The StepSecurity analysis — from the team that discovered the campaign via their Harden Runner monitoring tool — includes full indicator-of-compromise details and C2 infrastructure identifiers.

Remediation Steps

Whether or not you find evidence of compromise, close these gaps immediately:

  1. Rotate all CI credentials now. That means AWS, GCP, Azure, SSH keys, GitHub tokens, npm auth tokens, Docker registry credentials, and any database connection strings that were available in CI runs since May 18.
  2. Revert unauthorized workflow file changes. Per the CISA advisory, review and revert any workflow files modified by bot-style accounts on or after May 18, 2026.
  3. Protect workflow files with CODEOWNERS. Add /.github/workflows/ @security-team to your CODEOWNERS file and require code owner approval in branch protection rules. Workflow file changes then require explicit security team review before merge.
  4. Pin GitHub Actions to SHA hashes. Replace uses: actions/checkout@v4 with the pinned SHA equivalent. Tags are mutable; SHAs are not — a compromised action can push a new tag without changing the SHA you pinned.
  5. Lock down workflow permissions. Add permissions: read-all at the workflow level. Only add id-token: write to workflows that explicitly use OIDC federation — and document why.

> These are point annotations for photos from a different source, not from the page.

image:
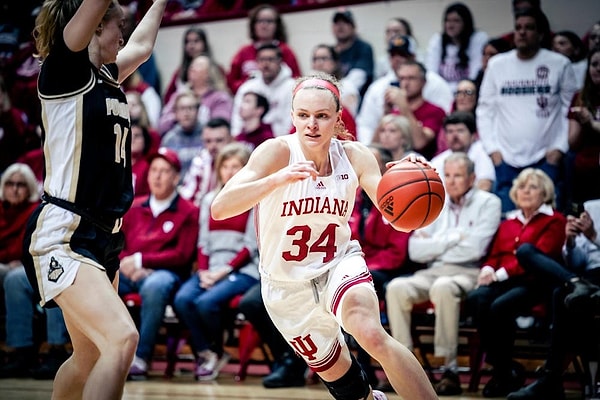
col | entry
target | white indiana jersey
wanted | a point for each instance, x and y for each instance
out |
(303, 227)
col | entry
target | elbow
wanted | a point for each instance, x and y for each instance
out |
(217, 212)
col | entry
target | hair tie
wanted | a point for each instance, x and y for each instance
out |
(320, 83)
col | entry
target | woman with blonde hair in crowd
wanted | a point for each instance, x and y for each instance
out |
(393, 134)
(265, 26)
(207, 82)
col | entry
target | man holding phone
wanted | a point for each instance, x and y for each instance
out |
(432, 89)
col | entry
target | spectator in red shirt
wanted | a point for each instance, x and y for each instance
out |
(14, 128)
(266, 26)
(252, 110)
(161, 232)
(505, 289)
(20, 196)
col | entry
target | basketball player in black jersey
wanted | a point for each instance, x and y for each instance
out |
(73, 240)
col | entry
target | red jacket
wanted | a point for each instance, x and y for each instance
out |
(384, 247)
(244, 64)
(546, 232)
(13, 220)
(167, 241)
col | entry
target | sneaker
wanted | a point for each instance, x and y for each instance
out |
(377, 395)
(138, 369)
(212, 365)
(290, 372)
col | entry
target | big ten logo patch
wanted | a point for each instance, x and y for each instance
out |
(55, 270)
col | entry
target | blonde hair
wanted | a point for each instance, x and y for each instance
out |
(400, 122)
(216, 78)
(231, 150)
(340, 129)
(538, 176)
(28, 175)
(52, 19)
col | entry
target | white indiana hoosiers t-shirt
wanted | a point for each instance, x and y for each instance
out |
(303, 227)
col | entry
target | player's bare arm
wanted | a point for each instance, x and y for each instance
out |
(82, 27)
(141, 43)
(365, 166)
(267, 169)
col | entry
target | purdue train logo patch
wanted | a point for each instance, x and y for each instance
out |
(55, 270)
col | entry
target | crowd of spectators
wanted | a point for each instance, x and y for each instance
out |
(510, 122)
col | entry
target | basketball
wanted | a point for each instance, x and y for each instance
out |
(410, 195)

The Structural Fix: Replace Long-Lived Secrets with OIDC

Megalodon succeeded at scale because GitHub makes it easy — too easy — to store long-lived credentials as repository secrets. An AWS_SECRET_ACCESS_KEY stored in GitHub secrets is valid 24/7. Every CI runner that uses it is a high-value exfiltration target on every single job run.

The architectural answer is OIDC federation. Instead of storing a static AWS key, your workflow requests a short-lived token from GitHub’s OIDC provider at job startup. Your cloud account exchanges it for temporary credentials that expire when the job ends. Even if Megalodon-style malware exfiltrates that token mid-run, it is useless to an attacker attempting to reuse it minutes later. GitHub’s OIDC documentation covers AWS, GCP, Azure, and HashiCorp Vault configurations.

The rule in 2026: use OIDC for cloud provider access. Use GITHUB_TOKEN for GitHub API calls. Store static secrets only for third-party services that don’t support either. If your CI pipeline still has a static AWS_SECRET_ACCESS_KEY sitting in repository secrets, Megalodon is the bill arriving for that architectural decision. Rotate now. Then eliminate the static key entirely.